Sociologist Andrew Cherlin of Johns Hopkins University praises Hetherington’s approach as groundbreaking: “Everybody should be in her debt. She almost originated the rigorous scientific study of the effect of divorce on children. “The debate has swung back and forth between people saying divorce is bad for most any kid, and people saying divorce is not a problem,” Cherlin said. “Her message is that divorce raises the risk of undesirable things happening to your kids, but most kids are going to do OK.”

The first year after a divorce is brutally painful for adults and children alike, Hetherington says. Doctor visits double for men and triple for women, although generally women cope better in the long run, and many make changes that ultimately enhance their lives.

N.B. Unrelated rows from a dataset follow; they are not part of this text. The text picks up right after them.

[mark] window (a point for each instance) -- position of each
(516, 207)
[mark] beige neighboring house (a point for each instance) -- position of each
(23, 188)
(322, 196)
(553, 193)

The second year after a divorce usually brings improvement and adjustment, but parents should remain vigilant. Some will have their hands more full than others: Boys rebel more against mothers than against fathers. Girls experience greater stress during adolescence. Daughters in divorce or melded stepfamilies more frequently become sexually precocious.

Not until the sixth year after a divorce are most family members emotionally and mentally back on their feet, according to Hetherington. Twenty years later, she lists caveats and silver linings: A significant number of grown children consider divorce an acceptable solution to an unhappy marriage, nearly twice as many as in intact families. The percentage of adult children of divorce with serious psychological problems remains double that of intact families. “That is significant risk, but it still means 75 to 80% are doing all right or very well,” she stresses.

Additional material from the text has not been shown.